Fort Lewis College Professor Andrew Gulliford, who wrote earlier this year about the discovery of mammoth petroglyphs near Bluff, Utah, is tickled by the creative offering some residents of the town are making to the ancient rock art.
On Dec. 21 - the winter solstice - they will burn a 16-foot-tall mammoth effigy.
"Who needs to go to Nevada for the Burning Man Festival when you can go to Bluff and burn a mammoth?" Gulliford wrote in an email with a photo of the mammoth attached.
Joe Pachak, a rock expert and local artist who was the first to discover the petroglyph, said the idea of the burning is to draw attention to the petroglyphs.
"This will promote more recording by scientists of rock art in the future," he said.
The petroglyphs, first of discovered in 1987, have long been a subject of controversy.
Scientists question whether these illustrations really depict mammoths, and many residents of the town have advocated for further protection of the site where they were discovered.
Since the first discovery, more possible mammoth petroglyphs have been discovered.
Gulliford, in his Durango Herald and Cortez Journal column "Gulliford's Travels," also argued for further protection by the Bureau of Land Management.
The wooden mammoth was built over a three-week period by Pachak and local Bluff residents using only sticks and two support poles. It is built to the scale of an actual mammoth.
Pachak said many volunteers helped with the making of the mammoth, with a group doing the design and about 30 others assisting in construction on a volunteer basis. The sculpture has been on display for a week.
Gulliford is a frequent visitor to Bluff.
"What really appealed to me is the size of the mammoth - it's to scale," he said. "Mammoths are smaller than mastodons, and I didn't know that."
Gulliford plans to go to Bluff for the burning.

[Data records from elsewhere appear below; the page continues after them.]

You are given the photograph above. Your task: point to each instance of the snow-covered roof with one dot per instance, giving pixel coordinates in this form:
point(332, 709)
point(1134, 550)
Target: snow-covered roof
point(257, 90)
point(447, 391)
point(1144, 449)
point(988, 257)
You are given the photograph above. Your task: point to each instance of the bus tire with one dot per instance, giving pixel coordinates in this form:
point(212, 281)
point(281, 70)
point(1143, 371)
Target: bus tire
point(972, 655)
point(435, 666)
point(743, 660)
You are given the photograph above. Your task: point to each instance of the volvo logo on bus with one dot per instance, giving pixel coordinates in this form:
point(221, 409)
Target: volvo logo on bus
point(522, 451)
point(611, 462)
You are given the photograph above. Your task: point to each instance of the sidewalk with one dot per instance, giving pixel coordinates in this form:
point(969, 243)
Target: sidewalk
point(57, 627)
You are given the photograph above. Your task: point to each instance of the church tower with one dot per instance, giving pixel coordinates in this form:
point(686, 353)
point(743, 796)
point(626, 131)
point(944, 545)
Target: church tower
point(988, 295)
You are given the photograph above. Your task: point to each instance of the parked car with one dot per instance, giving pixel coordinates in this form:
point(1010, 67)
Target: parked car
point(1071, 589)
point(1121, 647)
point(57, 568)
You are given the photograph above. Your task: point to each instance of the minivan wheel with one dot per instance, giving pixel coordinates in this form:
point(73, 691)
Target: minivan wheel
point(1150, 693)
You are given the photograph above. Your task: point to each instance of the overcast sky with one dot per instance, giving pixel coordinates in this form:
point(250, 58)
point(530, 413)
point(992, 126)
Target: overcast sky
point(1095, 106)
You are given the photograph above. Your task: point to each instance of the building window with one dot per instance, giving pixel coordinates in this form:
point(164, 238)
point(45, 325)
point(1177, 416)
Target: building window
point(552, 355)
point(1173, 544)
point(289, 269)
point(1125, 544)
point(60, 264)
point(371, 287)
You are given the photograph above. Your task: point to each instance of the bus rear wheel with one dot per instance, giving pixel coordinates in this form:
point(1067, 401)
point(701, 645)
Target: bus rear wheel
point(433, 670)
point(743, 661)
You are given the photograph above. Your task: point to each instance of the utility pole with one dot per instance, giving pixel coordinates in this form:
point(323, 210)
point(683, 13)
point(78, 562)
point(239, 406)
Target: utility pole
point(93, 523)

The mammoth will be burned at 8 p.m. in a ceremony complete with drumming and flaming darts to set the structure on fire.
Pachak said residents of Bluff are excited about the petroglyphs, which, at about 13,000 years old, may be some of the oldest rock art in North America.
In March, a group of 30 volunteers led by resident Anne Phillips recorded the fourth mammoth petroglyph.
Pachak hopes to see these practices continue because it could lead to more discoveries in the future.
"That's why it's very important to record the rock art - the other elements were discovered by documenting very well," he said.